Background: Neuromusculoskeletal pain is a complex condition often requiring multifaceted approaches for effective management. Gabapentin is frequently prescribed for such conditions due to its ability to modulate nerve transmission. However, systemic administration may lead to significant side effects. Enhancing transdermal drug delivery via non-invasive modalities presents a novel strategy for local pain control with minimized systemic risks.

Objective: The aim of this study was to compare the effectiveness of Phonophoresis (ultrasound-assisted) and Transcutaneous Electrical Nerve Stimulation (TENS)-assisted techniques in enhancing transdermal drug absorption using an in vitro model, to support their application in pain management.

Methods: A 5% gel formulation of gabapentin was prepared using Carbopol 934, ethanol, and standard gelling agents. Hairless mouse skin was used for the in vitro permeation study using Franz diffusion cells. Three intervention arms were tested: (1) Control (topical gabapentin only), (2) Phonophoresis with ultrasound (1 MHz and 3 MHz), and (3) TENS at varying frequencies (50 Hz, 100 Hz, 150 Hz). For Phonophoresis, ultrasound was applied in pulsed mode at intensities of 0.8 and 1.0 W/cm² for 5 minutes. For TENS, stimulation was provided using a trapezoidal sweep pattern for 10 minutes. Samples were collected at 0, 1, 2, and 3 hours and analyzed using HPLC.

Results: The 1 MHz, 1.0 W/cm² Phonophoresis condition resulted in the highest permeation (35.0 ± 2.3 µg/cm² at 3 hours), followed by TENS at 150 Hz (30.0 ± 1.8 µg/cm²), and then control (12.0 ± 1.2 µg/cm²). Statistically significant differences (p < 0.05) were observed between all groups via ANOVA. Drug permeation was time-dependent and enhanced markedly by both active methods compared to passive application.

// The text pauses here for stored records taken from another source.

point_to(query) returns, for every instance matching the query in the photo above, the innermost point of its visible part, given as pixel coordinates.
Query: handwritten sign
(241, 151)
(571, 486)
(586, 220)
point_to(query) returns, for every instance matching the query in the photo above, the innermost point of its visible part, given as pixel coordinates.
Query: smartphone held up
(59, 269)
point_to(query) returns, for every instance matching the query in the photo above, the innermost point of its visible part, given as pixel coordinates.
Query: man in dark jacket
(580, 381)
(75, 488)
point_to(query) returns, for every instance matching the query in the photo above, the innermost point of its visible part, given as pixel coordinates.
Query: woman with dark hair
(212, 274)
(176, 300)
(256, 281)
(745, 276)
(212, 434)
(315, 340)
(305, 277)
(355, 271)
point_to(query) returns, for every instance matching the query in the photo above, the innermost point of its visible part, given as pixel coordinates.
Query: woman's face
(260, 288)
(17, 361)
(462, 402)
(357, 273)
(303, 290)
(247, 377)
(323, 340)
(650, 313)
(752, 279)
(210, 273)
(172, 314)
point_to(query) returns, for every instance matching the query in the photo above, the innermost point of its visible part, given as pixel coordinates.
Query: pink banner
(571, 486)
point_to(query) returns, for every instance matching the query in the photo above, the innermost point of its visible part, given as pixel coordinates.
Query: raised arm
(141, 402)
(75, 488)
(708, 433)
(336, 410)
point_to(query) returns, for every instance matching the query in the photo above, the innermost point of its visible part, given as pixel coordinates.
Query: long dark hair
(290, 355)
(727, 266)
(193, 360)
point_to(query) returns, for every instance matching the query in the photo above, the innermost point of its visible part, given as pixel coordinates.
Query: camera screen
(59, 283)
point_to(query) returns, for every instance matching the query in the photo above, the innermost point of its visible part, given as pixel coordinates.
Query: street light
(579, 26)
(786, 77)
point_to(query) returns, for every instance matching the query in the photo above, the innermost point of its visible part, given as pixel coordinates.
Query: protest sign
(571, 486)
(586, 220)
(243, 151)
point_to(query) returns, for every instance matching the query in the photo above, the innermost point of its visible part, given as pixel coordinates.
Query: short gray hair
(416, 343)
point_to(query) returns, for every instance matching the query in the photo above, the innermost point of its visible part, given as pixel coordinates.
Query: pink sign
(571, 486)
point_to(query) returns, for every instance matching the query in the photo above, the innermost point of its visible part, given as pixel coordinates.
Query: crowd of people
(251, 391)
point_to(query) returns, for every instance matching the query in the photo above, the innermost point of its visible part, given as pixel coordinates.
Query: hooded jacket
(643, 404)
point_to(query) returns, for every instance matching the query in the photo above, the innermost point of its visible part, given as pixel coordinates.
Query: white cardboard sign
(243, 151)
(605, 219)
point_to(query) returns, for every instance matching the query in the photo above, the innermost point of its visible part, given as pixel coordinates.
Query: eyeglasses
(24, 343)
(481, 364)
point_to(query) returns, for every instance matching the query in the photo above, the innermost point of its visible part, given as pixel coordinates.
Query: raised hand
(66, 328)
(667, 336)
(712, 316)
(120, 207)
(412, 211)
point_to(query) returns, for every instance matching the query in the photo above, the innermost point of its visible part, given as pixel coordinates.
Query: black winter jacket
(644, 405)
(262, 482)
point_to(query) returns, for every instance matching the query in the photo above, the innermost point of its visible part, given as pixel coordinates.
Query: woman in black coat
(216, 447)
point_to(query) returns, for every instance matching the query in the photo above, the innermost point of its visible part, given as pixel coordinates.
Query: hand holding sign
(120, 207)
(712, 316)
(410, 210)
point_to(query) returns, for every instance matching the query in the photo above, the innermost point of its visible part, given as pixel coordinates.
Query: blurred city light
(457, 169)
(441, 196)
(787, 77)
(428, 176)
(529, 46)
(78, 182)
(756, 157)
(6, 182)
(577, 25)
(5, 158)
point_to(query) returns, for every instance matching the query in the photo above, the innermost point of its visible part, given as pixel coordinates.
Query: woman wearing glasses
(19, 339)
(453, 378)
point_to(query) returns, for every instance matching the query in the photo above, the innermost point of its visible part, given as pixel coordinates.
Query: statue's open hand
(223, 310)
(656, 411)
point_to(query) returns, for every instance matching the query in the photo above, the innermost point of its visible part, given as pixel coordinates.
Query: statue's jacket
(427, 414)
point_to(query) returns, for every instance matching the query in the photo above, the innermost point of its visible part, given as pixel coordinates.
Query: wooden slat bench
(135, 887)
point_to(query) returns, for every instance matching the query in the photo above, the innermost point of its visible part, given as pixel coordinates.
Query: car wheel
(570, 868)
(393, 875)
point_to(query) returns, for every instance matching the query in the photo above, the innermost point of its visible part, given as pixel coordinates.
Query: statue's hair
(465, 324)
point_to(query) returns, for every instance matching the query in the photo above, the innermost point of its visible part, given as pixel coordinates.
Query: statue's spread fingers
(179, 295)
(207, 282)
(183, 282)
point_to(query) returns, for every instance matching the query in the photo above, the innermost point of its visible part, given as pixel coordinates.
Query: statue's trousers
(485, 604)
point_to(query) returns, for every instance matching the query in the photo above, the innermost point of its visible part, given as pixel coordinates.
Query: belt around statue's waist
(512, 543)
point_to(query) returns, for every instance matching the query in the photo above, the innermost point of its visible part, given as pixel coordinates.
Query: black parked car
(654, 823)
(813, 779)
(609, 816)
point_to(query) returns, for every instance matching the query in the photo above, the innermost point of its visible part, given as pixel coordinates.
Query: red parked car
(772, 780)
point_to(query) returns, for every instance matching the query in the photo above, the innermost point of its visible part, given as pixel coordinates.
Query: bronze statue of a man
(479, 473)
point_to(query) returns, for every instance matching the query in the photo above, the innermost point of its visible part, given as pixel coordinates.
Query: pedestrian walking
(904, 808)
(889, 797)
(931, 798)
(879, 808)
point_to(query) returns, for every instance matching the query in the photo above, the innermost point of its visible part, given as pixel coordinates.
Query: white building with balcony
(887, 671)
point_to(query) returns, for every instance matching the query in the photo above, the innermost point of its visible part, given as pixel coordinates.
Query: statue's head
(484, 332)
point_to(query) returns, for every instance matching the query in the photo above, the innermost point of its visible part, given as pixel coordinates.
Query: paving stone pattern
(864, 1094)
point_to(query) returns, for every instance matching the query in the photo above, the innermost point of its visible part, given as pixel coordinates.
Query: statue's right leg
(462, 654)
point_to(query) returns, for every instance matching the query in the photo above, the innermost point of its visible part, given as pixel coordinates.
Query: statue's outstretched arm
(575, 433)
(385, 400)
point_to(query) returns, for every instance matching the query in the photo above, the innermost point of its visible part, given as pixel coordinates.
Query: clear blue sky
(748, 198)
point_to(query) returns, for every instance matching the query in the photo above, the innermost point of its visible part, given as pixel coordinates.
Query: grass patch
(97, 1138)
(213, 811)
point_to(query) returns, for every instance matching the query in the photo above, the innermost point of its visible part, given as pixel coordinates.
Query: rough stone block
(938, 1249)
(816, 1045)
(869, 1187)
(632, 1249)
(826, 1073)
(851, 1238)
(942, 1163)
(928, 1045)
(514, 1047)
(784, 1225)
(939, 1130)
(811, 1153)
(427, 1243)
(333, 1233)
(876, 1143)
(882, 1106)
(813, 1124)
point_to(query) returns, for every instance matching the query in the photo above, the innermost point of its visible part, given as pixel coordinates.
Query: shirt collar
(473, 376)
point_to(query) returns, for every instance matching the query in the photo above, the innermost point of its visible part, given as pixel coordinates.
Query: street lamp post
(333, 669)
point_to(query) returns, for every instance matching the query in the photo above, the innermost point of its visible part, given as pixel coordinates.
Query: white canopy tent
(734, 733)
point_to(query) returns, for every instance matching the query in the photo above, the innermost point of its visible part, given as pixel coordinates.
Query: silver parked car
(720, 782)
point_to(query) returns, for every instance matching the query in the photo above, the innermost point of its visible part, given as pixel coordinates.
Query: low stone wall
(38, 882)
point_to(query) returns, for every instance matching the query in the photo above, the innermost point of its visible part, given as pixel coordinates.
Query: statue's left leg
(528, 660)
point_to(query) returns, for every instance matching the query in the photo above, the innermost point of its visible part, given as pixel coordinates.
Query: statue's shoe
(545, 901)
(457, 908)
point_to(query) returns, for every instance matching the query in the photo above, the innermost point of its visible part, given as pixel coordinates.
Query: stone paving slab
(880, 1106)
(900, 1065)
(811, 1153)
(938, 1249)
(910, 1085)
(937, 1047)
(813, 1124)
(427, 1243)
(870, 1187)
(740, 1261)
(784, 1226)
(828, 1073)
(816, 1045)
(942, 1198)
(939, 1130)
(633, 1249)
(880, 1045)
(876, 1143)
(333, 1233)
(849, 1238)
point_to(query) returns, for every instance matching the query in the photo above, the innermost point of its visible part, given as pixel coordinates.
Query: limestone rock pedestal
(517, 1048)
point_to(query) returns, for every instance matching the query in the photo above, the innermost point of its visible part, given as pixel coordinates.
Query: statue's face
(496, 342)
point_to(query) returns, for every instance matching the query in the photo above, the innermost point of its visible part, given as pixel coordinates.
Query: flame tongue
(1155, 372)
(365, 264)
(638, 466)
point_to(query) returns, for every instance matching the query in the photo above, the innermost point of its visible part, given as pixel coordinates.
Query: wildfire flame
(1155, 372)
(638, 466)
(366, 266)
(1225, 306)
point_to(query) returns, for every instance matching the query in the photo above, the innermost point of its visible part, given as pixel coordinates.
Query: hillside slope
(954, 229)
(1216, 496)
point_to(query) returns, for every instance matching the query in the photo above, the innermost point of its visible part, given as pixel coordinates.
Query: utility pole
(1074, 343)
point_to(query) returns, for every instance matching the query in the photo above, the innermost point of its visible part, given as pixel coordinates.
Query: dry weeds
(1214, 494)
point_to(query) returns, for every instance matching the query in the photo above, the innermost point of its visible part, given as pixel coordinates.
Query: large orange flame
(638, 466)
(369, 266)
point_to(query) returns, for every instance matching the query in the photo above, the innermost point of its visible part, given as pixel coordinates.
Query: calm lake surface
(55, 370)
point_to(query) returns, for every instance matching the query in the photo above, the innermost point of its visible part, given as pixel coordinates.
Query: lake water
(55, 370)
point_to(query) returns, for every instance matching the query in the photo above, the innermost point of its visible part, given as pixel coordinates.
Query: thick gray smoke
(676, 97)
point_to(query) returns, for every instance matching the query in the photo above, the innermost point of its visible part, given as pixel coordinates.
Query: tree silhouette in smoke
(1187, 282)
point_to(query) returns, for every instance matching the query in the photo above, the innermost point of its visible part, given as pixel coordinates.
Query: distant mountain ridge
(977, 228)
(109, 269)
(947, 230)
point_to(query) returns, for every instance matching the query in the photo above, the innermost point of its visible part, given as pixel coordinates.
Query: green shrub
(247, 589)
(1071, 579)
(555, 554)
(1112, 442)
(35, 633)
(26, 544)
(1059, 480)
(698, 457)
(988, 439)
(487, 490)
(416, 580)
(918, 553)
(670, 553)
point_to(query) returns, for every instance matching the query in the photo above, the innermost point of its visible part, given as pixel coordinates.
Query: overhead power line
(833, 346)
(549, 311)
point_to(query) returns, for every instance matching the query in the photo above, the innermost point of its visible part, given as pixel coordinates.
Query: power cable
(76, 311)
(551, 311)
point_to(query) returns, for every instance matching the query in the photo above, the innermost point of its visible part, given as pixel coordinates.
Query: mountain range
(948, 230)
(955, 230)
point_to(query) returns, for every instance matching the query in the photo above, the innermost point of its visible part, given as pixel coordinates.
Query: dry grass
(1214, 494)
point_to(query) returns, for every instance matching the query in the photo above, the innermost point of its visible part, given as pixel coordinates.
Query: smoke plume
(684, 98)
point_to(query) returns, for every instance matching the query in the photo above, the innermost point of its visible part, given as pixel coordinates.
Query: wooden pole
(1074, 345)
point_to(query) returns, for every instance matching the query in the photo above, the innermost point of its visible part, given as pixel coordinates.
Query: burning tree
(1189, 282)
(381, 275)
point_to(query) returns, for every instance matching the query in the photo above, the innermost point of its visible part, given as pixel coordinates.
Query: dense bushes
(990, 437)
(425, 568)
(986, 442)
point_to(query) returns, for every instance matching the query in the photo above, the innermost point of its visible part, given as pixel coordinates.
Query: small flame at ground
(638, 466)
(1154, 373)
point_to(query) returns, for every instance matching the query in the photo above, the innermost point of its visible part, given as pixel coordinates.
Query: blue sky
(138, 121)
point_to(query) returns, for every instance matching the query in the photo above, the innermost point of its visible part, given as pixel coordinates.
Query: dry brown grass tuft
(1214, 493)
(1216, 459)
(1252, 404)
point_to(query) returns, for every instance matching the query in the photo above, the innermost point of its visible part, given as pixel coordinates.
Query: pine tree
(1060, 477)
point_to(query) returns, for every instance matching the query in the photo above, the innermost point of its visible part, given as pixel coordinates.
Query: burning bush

Discussion: Ultrasound at 1 MHz penetrates deeper tissues, aligning well with the needs of neuromusculoskeletal pain management. The mechanical and thermal effects of ultrasound, such as cavitation and acoustic streaming, likely contributed to enhanced permeability. Although 3 MHz ultrasound is generally preferred for superficial applications, this study confirms the benefit of 1 MHz for deeper tissue targeting. TENS demonstrated moderate but meaningful enhancement in drug permeation, likely through improved local circulation and neural modulation. These findings reinforce the rationale for using 1 MHz Phonophoresis for pain control.

Limitations include the use of hairless mouse skin instead of human samples, and the lack of long-term retention or penetration depth analysis. Future work should explore in vivo validation and examine therapeutic outcomes on pain scores and functional recovery.

Conclusion: This study confirms that Phonophoresis using 1 MHz ultrasound significantly enhances transdermal drug delivery, outperforming both TENS and control groups. These findings support the integration of ultrasound-assisted transdermal therapy in physiotherapeutic pain management regimens. Further clinical research is warranted.